Intas is a leading global pharmaceutical company specializing in the development, manufacturing, and marketing of pharmaceutical formulations. The mission of the company is to address unmet medical and societal needs through a fully integrated pharmaceutical value chain spanning across the world.

Through its subsidiaries, the International presence of Intas includes the following countries: over 85 worldwide, with some of the more important global markets like North America, Europe, Latin America, and the Asia-Pacific under the well-known brand name Accord Healthcare. The rapid expansion has been due to organic growth and strategic acquisitions alone, vindicating its position in some of the important major pharmaceutical markets across the world.

Intas follows high standards of quality, as reflected by products approved for leading global regulatory agencies including USFDA, MHRA, and EMA. Substantial in-house R&D capability, along with the beginning of a focus on highly advanced areas like Biosimilars and New Chemical Entities-Intas continues to push the frontiers of excellence in healthcare.

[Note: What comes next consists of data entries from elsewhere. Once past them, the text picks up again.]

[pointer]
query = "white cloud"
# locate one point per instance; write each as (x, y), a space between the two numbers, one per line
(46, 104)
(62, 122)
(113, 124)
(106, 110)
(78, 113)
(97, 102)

At Intas, our success is fundamentally built on the strength of our people. Our ongoing commitment is to attract and retain the best talent in the industry while fostering an empowering environment that encourages innovation and excellence. This approach ensures that every employee plays a meaningful role in driving both the company’s growth and advancements in global healthcare.

Job Title:  Asst. General Manager - DSP

Job Requisitions No.:  12607
Job Description: 

Purpose of Job

To lead and drive the downstream process development of biosimilar products, ensuring robust, scalable, and regulatory-compliant manufacturing processes from early development through clinical and commercial stages. This includes managing scientific teams, overseeing technology transfer, process characterization, and aligning development activities with project goals and regulatory expectations.

Skill Required

  • Strong expertise in downstream process development of biologics (chromatography, filtration, virus clearance, etc.)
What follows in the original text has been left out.